What time does the Emilia Romagna Grand Prix start?

The Emilia Romagna Grand Prix is set to start at 2pm UK time on Sunday 19 May, with qualifying taking place on Saturday 18 from 3pm onwards. No sprint shenanigans this weekend, so there’s the usual trio of practice sessions across the Friday and Saturday before the real action gets underway.

Is it going to rain?

Doesn’t look like it. Showers are forecast before and after the grand prix weekend, but the event itself looks like it’ll be mostly dry with warm weather and some cloud cover. Nothing that’ll have the teams running full wets, basically.

Gimme some history in 100 words or fewer.

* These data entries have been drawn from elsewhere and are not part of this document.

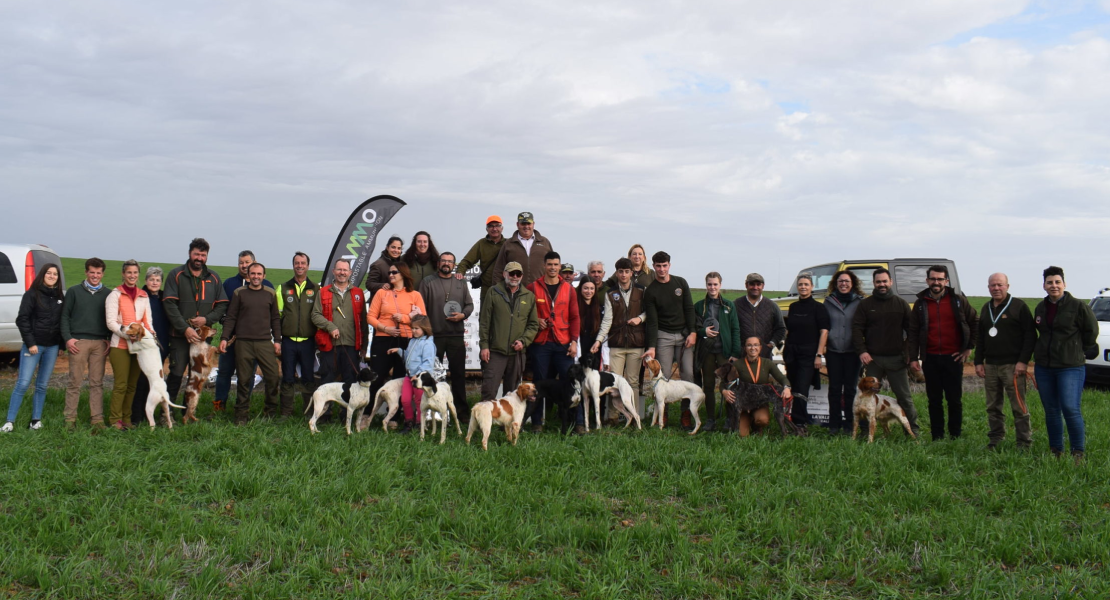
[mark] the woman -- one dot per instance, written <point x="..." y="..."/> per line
<point x="641" y="273"/>
<point x="161" y="323"/>
<point x="127" y="304"/>
<point x="40" y="325"/>
<point x="391" y="314"/>
<point x="807" y="329"/>
<point x="377" y="277"/>
<point x="755" y="369"/>
<point x="421" y="257"/>
<point x="1065" y="328"/>
<point x="840" y="358"/>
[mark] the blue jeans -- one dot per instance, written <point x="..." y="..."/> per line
<point x="44" y="360"/>
<point x="550" y="362"/>
<point x="1060" y="389"/>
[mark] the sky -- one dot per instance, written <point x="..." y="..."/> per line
<point x="737" y="135"/>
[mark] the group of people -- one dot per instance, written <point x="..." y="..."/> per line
<point x="537" y="317"/>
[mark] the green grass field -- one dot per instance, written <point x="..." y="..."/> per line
<point x="268" y="510"/>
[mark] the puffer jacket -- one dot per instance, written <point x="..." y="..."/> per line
<point x="1075" y="328"/>
<point x="506" y="319"/>
<point x="39" y="319"/>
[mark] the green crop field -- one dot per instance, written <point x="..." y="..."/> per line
<point x="268" y="510"/>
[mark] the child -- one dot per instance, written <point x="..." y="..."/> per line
<point x="419" y="356"/>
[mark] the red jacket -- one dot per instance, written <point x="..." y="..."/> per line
<point x="564" y="327"/>
<point x="359" y="305"/>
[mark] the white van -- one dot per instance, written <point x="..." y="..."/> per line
<point x="19" y="264"/>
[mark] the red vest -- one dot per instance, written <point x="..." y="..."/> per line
<point x="562" y="313"/>
<point x="357" y="304"/>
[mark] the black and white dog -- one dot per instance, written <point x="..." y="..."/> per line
<point x="596" y="384"/>
<point x="565" y="394"/>
<point x="355" y="397"/>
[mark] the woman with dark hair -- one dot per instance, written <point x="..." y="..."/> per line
<point x="840" y="358"/>
<point x="1066" y="327"/>
<point x="377" y="277"/>
<point x="161" y="323"/>
<point x="391" y="314"/>
<point x="422" y="257"/>
<point x="40" y="325"/>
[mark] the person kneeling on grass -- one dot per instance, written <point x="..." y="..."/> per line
<point x="419" y="357"/>
<point x="754" y="369"/>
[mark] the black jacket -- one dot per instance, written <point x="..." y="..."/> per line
<point x="40" y="317"/>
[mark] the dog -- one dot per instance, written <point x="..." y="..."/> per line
<point x="200" y="363"/>
<point x="565" y="394"/>
<point x="672" y="390"/>
<point x="389" y="395"/>
<point x="355" y="397"/>
<point x="596" y="384"/>
<point x="750" y="397"/>
<point x="508" y="412"/>
<point x="144" y="346"/>
<point x="436" y="397"/>
<point x="876" y="408"/>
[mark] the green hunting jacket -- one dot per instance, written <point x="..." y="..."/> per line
<point x="505" y="319"/>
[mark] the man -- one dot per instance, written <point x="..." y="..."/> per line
<point x="806" y="336"/>
<point x="84" y="329"/>
<point x="226" y="366"/>
<point x="525" y="247"/>
<point x="484" y="253"/>
<point x="672" y="328"/>
<point x="941" y="336"/>
<point x="718" y="341"/>
<point x="506" y="326"/>
<point x="556" y="345"/>
<point x="295" y="300"/>
<point x="255" y="325"/>
<point x="623" y="329"/>
<point x="193" y="297"/>
<point x="878" y="333"/>
<point x="1007" y="336"/>
<point x="342" y="332"/>
<point x="758" y="318"/>
<point x="448" y="305"/>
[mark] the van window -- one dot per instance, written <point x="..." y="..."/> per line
<point x="866" y="275"/>
<point x="7" y="273"/>
<point x="909" y="280"/>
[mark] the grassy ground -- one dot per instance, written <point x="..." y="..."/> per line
<point x="268" y="510"/>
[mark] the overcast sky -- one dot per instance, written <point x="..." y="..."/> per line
<point x="737" y="135"/>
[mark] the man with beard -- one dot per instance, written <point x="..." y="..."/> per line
<point x="193" y="297"/>
<point x="878" y="332"/>
<point x="448" y="305"/>
<point x="941" y="335"/>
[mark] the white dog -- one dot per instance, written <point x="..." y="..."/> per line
<point x="672" y="390"/>
<point x="355" y="397"/>
<point x="150" y="362"/>
<point x="390" y="395"/>
<point x="596" y="384"/>
<point x="436" y="397"/>
<point x="508" y="412"/>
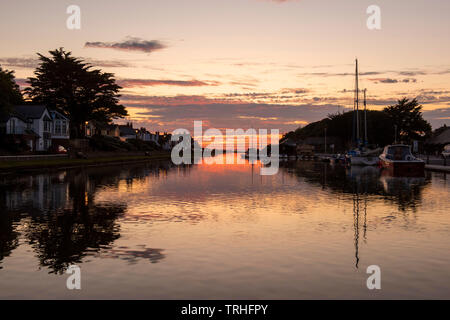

Held on the fearsome Autodromo Internazionale Enzo e Dino Ferrari - otherwise known simply as ‘Imola’ - the Emilia Romagna Grand Prix was known as the San Marino Grand Prix in a previous life… despite not being in San Marino. It was a staple of the F1 calendar from 1981 to 2006, and only returned in 2020 when Covid kept F1 mostly in Europe. It’s most famous for being where Roland Ratzenberger and Ayrton Senna lost their lives in 1994: there’s a memorial to the latter near where he was killed. Last year’s edition of the race was cancelled due to flooding.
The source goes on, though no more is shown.